In this architecture, AWS WAF is enabled at CloudFront to protect the WordPress application from common web exploits. AWS WAF for CloudFront is recommended and use AWS managed WAF rules to verify that web applications are protected from common and the latest threats.

Here are some AWS best practices for securing communication with ACM:

  • Use SSL/TLS certificates: Encrypt data in transit between clients and servers.

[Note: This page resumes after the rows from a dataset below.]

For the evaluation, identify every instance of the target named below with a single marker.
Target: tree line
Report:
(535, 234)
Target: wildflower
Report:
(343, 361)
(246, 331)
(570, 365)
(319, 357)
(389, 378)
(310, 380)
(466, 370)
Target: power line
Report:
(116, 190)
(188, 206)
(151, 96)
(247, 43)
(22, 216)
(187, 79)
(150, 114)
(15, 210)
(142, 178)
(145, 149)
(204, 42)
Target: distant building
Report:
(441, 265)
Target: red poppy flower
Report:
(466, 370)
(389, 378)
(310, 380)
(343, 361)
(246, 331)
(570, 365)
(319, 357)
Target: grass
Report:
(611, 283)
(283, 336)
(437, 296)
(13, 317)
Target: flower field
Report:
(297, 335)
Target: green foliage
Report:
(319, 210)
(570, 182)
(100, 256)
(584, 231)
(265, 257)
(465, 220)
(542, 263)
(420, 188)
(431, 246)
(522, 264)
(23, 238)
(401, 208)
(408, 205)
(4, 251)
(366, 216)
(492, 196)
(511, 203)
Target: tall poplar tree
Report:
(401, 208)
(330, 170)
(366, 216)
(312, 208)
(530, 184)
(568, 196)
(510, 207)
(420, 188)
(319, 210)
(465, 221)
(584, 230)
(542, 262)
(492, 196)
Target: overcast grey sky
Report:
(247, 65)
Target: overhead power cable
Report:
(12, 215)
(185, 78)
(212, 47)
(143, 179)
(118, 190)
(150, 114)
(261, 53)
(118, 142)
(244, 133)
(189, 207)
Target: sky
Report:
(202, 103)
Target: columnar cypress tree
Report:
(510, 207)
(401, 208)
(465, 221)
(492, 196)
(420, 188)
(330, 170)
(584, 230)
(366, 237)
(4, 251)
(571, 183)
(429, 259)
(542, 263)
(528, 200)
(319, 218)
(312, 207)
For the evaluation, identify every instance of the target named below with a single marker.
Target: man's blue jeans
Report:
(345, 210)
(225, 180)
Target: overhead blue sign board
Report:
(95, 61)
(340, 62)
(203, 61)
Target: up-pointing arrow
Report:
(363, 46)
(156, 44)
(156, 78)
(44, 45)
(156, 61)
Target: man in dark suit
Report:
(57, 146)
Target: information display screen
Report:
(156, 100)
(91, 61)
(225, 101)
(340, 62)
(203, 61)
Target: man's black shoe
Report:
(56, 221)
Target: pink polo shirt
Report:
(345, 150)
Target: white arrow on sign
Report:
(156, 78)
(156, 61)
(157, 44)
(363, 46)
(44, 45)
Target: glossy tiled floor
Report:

ACM makes it simple to create, manage, and deploy SSL/TLS certificates across your infrastructure.
  • Use ACM-issued certificates: This verifies that your certificates are trusted by major browsers and that they are regularly renewed and replaced as needed.
  • Implement certificate revocation: Implement certificate revocation for SSL/TLS certificates that have been compromised or are no longer in use.
  • Implement strict transport security (HSTS): This helps protect against protocol downgrade attacks and verifies that SSL/TLS is used consistently across sessions.
  • Configure proper cipher suites: Configure your SSL/TLS connections to use only the strongest and most secure cipher suites.

Monitoring and auditing with CloudTrail

In this section, we discuss the significance of monitoring and auditing actions in your AWS account using CloudTrail. CloudTrail is a logging and tracking service that records the API activity in your AWS account, which is crucial for troubleshooting, compliance, and security purposes. Enabling CloudTrail in your AWS account and securely storing the logs in a durable location such as Amazon Simple Storage Service (Amazon S3) with encryption is highly recommended to help prevent unauthorized access. Monitoring and analyzing CloudTrail logs in real-time using CloudWatch Logs can help you quickly detect and respond to security incidents.

In a DevOps pipeline, you can use infrastructure-as-code tools such as CloudFormation, CodePipeline, and CodeBuild to create and manage CloudTrail consistently across different environments. You can create a CloudFormation stack with the CloudTrail configuration and use CodePipeline and CodeBuild to build and deploy the stack to different environments. CloudFormation hooks can validate the CloudTrail configuration to verify it aligns with your security requirements and policies.

It’s worth noting that the aspects discussed in the preceding paragraph might not apply if you’re using AWS Organizations and the CloudTrail Organization Trail feature. When using those services, the management of CloudTrail configurations across multiple accounts and environments is streamlined. This centralized approach simplifies the process of enforcing security policies and standards uniformly throughout the organization.

By following these best practices, you can effectively audit actions in your AWS environment, troubleshoot issues, and detect and respond to security incidents proactively.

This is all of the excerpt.